Shit, I had betrayed myself. They always were sexual relationships to betray me, even if usually they were those of my wife. Fockoff, now Crapazzoni had uncovered me

- You are not Bob Granzotto, you are Michele Boselli!

- No, no, I swear to you that I am Bob Granzotto. Michele Boselli is nothing but my non-authorized biographer

Crapazzoni fell asleep pretending to believe me while in the Ferrari I carried him at 100 mph on the A4 towards Heathrow. Unloaded him there, went on to Ascot, where I had an appointment with Jarno for the last grand pix that the famous race course would have hosted before closing for next nineteen months because of renovation works.

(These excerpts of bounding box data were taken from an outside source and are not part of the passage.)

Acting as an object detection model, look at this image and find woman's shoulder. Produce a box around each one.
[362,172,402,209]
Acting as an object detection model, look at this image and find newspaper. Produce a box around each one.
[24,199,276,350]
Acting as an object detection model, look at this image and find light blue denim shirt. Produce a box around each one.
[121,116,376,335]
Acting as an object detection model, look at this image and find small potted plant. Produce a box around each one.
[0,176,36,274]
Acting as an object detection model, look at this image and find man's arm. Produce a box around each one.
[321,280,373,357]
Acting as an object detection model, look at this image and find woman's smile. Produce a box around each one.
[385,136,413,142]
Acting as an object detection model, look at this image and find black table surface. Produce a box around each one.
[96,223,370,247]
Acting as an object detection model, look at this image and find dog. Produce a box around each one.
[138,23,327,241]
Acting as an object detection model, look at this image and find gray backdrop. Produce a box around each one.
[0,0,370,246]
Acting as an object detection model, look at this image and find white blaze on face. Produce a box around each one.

Not that Jarno had given himself to horse racing, that would rather should have done Briatore, but Jarno lived in nearby Binfield because of the Renault F1 team based in Wockingham. Therefore we frequently met in Ascot to try and shag the nimphomaniac upper class posh ladies in ridicules hats. He possessed the charme of F1 pilot, and I offered the fascination of a Ferrari that he envied to me because he only not succeeded to pass from a Renault to a Toyota. And since for the next season he would have to move to the Toyota team in Cologne, we greeted each other and Ascot as well for the last time. We wished the best and we wa also wished that Briatore met again the one with small tits and bendy legs so that the owner beat him up violently like her well known habit.